Adventures In Goat World

Wednesday, November 05, 2003

Fuckity

I swear. A lot. This is not news to anyone who has read this blog, ever. But in professional settings, it's pretty much not cool.

So I really have to keep an eye on my cursing at work, and I've been doing pretty well with it so far, reducing my cursing level by at least 90% when I'm there.

Problem being, all the curse words build up throughout the day, and the ones I don't get rid of in traffic ("Hey DICKWEED! Try fucking using your fucking goddamn turn signal, you SHITHEAD!") still need to get out.

Shouting curse words at the wall will probably lead my neighbors to a) call the cops b) have me committed or c) both, so that option's not so good.

So now as soon as I leave work, whether in written or oral conversation, I tend to speak in a manner such as:

"Aw, fuck. I can't fucking believe those fucking fucks fucked up again. Shit. Goddamn idiots. They couldn't tell their ass from a hole in the ground with a motherfucking pair of binoculars. Buncha fucknuts..."

...and so forth. I'm just waiting for someone to threaten to wash my mouth out with soap.

And I'd tell them, "Frankly, madam, I prefer the fucking toothpaste."

Tee Vee

There's something profoundly weird about watching the product of your entire day's work (and in most cases at the show, significantly more work) go over the TV airwaves.

I realized that there's a big difference between working on a TV show, and realizing you're working on a TV show when you actually see the finished product on the air.

Example: I've been working for a few days with the girls that were brought in for our "Let's Pimp Out Our P.A.!" Dating Game-type segment (more tactfully called "Jeff's Search For Love" on the show).

It's actually been quite fun, the girls have all been extremely nice and pretty chill about everything, which has obviously made my life and those of the segment producers much easier.

But despite the fact that I work with all these people and know that they go out to the stage and I have to run around trying to wrangle things and I've watched the video feed of the taping, somehow, it doesn't seem like it really happens.

That is, until I watch the stuff I tape onto TiVo of each afternoon's broadcast. Somehow, when commercials are inserted, it all seems a lot more real, and you realize that millions of people have just watched what you, in some small way, helped create.

It's very surrealistic, especially because the show airs a day after we tape it, so it's like watching some weird replay of two days ago by the time I finally watch it.

I'm sure after a couple more weeks, I'll laugh that this has given me something of an existential dilemma. Until then, however, I'm still gonna be pondering the oddity of it all.

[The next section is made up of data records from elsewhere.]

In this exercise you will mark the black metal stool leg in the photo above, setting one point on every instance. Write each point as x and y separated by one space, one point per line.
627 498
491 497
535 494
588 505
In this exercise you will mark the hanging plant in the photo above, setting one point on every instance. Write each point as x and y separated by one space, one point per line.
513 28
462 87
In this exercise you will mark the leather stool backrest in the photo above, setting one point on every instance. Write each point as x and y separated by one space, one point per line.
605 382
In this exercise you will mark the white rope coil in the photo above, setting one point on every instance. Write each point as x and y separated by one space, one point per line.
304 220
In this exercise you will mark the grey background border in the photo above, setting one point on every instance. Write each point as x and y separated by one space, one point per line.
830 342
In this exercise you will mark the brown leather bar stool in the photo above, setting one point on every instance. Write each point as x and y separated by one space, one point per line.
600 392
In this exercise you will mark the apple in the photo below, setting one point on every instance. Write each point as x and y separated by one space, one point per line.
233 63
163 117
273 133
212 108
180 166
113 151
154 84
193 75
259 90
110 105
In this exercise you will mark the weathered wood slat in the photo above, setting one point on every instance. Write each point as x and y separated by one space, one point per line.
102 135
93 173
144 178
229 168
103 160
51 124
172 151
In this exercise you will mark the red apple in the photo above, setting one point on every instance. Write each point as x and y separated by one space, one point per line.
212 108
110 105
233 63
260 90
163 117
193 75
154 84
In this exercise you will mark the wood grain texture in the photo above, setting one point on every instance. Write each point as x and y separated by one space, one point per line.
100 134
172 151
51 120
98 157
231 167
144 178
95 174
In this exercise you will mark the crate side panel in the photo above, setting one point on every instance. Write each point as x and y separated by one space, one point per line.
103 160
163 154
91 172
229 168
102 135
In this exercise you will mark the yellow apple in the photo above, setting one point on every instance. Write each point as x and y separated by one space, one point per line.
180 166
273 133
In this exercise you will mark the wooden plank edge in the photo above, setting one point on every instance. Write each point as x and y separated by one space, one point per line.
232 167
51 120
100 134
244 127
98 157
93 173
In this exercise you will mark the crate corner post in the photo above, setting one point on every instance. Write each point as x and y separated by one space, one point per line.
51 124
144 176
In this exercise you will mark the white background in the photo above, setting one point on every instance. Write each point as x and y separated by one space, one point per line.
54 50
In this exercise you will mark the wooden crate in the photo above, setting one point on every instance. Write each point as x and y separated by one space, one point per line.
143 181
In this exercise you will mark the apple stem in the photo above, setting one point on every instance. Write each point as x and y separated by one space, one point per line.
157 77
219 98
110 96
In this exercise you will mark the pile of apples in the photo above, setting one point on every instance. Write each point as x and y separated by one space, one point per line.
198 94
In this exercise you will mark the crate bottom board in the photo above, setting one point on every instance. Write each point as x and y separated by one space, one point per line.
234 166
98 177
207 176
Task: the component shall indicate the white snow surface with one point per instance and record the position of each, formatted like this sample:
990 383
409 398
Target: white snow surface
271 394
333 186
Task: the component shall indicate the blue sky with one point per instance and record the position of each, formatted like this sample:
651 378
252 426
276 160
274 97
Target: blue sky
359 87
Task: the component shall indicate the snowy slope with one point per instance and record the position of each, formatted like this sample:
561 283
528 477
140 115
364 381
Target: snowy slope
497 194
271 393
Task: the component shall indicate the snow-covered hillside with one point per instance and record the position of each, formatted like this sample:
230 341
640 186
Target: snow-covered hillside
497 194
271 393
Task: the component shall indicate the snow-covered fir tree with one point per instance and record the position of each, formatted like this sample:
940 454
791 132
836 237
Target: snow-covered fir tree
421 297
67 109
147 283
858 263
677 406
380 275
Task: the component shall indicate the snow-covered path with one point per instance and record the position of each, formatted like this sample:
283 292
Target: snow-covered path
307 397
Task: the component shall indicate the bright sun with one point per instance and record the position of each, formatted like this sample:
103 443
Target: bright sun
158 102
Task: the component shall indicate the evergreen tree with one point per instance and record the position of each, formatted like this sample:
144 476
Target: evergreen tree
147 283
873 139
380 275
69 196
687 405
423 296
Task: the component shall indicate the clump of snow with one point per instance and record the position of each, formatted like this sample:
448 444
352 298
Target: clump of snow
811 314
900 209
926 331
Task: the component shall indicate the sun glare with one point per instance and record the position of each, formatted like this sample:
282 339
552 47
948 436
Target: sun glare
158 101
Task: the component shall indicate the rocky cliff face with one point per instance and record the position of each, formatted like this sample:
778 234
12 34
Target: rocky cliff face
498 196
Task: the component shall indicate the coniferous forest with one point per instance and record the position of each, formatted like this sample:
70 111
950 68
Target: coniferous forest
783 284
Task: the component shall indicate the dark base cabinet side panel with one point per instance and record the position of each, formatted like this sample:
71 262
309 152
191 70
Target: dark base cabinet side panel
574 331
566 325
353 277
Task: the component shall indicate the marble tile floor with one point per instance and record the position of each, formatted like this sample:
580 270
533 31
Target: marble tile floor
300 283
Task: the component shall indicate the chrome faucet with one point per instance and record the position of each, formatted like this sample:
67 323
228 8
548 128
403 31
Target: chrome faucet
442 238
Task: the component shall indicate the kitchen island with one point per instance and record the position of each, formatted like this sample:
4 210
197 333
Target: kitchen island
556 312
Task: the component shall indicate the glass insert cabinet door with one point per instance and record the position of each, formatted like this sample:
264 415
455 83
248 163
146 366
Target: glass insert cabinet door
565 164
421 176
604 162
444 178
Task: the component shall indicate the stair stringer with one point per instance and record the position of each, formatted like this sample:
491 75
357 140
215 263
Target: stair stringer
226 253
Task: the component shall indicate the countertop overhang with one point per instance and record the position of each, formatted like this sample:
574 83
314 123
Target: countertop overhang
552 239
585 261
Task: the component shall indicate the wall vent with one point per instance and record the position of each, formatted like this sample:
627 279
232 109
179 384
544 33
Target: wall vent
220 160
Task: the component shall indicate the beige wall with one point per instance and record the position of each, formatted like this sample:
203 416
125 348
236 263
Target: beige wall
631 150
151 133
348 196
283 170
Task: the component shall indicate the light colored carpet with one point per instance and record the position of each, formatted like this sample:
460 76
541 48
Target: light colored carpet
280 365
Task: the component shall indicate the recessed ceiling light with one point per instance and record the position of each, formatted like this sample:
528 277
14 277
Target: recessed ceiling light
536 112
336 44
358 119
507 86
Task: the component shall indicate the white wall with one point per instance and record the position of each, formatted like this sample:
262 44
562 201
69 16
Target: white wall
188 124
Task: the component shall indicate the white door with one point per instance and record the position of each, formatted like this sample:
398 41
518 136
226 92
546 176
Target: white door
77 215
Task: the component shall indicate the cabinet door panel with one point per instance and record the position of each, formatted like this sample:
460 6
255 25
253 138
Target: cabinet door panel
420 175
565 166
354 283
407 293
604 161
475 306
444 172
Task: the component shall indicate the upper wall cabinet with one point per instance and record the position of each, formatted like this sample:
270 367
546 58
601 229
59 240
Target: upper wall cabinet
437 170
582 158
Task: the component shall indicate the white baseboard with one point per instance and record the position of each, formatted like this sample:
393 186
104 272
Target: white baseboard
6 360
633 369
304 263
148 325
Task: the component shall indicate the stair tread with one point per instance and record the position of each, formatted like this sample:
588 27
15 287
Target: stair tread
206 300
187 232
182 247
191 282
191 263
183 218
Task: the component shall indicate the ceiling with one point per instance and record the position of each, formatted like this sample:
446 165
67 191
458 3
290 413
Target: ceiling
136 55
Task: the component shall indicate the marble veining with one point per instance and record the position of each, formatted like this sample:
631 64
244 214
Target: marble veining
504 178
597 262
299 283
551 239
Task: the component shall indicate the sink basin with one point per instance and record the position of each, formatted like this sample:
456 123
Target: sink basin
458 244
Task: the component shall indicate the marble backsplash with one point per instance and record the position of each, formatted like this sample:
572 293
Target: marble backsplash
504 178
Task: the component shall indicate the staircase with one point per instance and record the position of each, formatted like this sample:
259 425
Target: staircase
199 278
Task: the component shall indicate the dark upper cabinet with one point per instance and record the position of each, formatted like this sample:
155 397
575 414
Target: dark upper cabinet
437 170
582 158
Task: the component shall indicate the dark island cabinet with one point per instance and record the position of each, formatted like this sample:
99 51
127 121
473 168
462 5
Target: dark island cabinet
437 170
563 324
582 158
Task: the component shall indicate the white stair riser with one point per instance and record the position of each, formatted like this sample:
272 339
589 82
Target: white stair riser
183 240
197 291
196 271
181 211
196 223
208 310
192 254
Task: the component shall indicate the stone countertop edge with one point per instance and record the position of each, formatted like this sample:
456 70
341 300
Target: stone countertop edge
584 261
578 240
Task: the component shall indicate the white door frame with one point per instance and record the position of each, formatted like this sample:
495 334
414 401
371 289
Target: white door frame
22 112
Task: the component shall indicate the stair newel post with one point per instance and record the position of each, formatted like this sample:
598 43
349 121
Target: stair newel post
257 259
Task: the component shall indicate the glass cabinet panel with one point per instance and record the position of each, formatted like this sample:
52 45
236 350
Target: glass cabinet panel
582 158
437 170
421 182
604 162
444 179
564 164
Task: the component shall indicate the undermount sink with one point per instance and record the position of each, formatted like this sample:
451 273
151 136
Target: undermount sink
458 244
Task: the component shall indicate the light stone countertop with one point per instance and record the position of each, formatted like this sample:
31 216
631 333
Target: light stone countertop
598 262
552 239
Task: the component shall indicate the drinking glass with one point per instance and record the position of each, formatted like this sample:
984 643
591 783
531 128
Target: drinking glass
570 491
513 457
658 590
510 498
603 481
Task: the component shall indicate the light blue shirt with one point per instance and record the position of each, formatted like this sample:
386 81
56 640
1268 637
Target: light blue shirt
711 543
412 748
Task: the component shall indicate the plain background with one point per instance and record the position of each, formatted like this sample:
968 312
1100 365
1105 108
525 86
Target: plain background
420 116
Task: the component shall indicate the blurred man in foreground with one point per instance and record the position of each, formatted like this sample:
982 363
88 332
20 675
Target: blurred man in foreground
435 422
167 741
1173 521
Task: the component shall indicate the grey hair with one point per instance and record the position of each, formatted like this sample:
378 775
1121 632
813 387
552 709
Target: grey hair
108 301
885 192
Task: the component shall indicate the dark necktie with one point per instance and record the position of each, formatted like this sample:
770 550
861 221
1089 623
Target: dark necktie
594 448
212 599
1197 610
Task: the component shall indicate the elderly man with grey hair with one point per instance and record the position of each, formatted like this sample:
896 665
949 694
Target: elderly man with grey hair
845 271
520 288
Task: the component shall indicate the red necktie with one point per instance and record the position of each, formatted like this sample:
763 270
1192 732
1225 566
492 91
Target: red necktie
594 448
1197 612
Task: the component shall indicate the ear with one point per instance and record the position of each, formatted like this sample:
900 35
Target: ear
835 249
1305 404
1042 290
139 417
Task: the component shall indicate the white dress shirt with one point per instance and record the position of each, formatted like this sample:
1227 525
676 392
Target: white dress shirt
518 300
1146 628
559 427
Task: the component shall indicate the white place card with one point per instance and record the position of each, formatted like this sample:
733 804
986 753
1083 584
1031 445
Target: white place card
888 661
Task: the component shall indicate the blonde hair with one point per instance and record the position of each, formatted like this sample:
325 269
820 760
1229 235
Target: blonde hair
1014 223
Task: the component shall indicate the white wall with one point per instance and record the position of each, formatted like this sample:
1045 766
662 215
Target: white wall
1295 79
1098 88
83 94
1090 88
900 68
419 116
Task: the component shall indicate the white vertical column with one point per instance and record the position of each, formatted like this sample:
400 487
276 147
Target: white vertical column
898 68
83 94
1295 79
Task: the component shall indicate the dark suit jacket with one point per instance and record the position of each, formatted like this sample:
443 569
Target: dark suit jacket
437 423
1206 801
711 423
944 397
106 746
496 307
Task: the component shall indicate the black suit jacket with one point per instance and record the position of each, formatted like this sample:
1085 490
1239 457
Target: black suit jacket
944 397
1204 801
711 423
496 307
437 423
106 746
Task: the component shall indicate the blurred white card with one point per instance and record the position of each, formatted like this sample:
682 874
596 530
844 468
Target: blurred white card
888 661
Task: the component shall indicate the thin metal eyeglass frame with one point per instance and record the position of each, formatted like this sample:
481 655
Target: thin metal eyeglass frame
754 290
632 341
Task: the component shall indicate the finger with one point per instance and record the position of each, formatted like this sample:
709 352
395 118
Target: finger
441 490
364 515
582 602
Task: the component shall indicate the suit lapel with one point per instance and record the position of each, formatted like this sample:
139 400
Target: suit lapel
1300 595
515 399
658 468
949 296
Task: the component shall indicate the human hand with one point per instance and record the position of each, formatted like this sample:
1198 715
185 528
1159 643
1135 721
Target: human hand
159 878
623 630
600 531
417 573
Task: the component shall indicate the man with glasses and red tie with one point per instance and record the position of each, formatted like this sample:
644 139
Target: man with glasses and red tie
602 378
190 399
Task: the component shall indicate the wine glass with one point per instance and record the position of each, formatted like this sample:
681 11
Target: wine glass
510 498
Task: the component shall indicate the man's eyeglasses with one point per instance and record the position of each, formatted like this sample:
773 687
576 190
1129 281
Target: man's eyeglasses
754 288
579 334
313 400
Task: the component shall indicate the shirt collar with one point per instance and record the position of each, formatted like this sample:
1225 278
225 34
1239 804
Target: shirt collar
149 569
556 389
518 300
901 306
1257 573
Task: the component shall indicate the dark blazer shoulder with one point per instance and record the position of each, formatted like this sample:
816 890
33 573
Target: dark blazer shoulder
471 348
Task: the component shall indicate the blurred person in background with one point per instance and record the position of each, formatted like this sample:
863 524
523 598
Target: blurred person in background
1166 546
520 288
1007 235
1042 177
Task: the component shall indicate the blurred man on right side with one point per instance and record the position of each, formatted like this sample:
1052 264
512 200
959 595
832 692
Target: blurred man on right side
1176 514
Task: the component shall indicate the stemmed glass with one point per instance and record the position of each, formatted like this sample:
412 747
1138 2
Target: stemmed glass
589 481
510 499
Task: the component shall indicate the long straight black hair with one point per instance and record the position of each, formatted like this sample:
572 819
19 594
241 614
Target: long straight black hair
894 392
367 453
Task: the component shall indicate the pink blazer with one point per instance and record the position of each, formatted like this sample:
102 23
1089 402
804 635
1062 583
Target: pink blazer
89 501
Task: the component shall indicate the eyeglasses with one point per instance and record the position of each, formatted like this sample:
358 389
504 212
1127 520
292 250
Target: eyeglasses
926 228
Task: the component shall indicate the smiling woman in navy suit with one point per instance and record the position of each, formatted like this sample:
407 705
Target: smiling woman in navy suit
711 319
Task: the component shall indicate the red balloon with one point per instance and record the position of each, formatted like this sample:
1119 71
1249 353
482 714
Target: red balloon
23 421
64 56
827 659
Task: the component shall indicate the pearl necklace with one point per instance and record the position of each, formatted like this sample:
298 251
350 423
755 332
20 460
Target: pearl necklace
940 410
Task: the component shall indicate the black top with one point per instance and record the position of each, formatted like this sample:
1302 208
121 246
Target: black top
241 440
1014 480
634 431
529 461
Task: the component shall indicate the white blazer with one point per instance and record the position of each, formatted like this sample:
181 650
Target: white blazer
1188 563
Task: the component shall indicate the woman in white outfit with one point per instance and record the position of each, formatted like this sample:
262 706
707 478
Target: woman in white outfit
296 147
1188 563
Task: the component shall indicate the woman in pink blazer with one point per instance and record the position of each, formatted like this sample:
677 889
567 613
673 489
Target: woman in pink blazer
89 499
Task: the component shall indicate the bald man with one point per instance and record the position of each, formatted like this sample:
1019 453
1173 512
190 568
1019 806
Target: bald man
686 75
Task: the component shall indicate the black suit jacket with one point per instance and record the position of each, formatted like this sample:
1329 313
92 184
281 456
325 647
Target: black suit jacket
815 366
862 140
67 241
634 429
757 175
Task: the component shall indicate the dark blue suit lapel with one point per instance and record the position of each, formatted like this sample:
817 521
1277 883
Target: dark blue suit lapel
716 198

Tuesday, November 04, 2003

Fun With Flash

Proof you don't have to have artistic talent to be amusing:

Europe Vs. Italy

The End Of The World

edited to add: Oops! Forgot to credit Other Ellen with introducing me to these. A thousand apologies.

Rhetorical Question

Does something called The Sunday Night Sex Show really need an explicit dialogue warning, or shouldn't its title be sufficient?

Little Help?

Any tech nerds out there able to tell me why Fark has been loading the same homepage for the last 3 days in my IE browser, but loads fine (or as fine as anything will) in Netscape?

No other website seems to have this problem on my computer, and the site loaded fine when I was using IE at work today.

I mean seriously, what the fucking fuck?

Monday, November 03, 2003

My Hope For The Future

Someday, I hope that I will be able to prevent myself from watching movies/TV shows with actresses I think are hot, no matter how shitty said movies are.

I'm pretty decent at staying out of theaters for these movies, simply because they're too expensive (Tomb Raider 2 being a notable exception), but when they're on TV, I can't not watch.

Thankfully, to make up for Angelina Jolie's recent streak of really, really abominable movies, Clea DuVall (if you saw But I'm A Cheerleader, she's the super-hot badass chick) has found herself in a pretty damn good TV show called Carnivāle.

I wasn't quite sure if it would make up for her involvement in the atrocity that was Ghosts of Mars, but then I watched the mini-marathon HBO ran today, and discovered her character has Major Lesbian Subtext going on, and all was forgiven.

I will also admit that my inner film nerd appreciates the fact that the show is fucked up without veering off into Lynchian territory, but that statement will only make sense to film geeks.

Basically, the show's just fucked up enough to be really, really entertaining.

Even if you're not drooling over one of the leads.

Sunday, November 02, 2003

You Know You're Fucked When...

You're compared unfavorably with Stalin (the key quote's at the end of the third paragraph).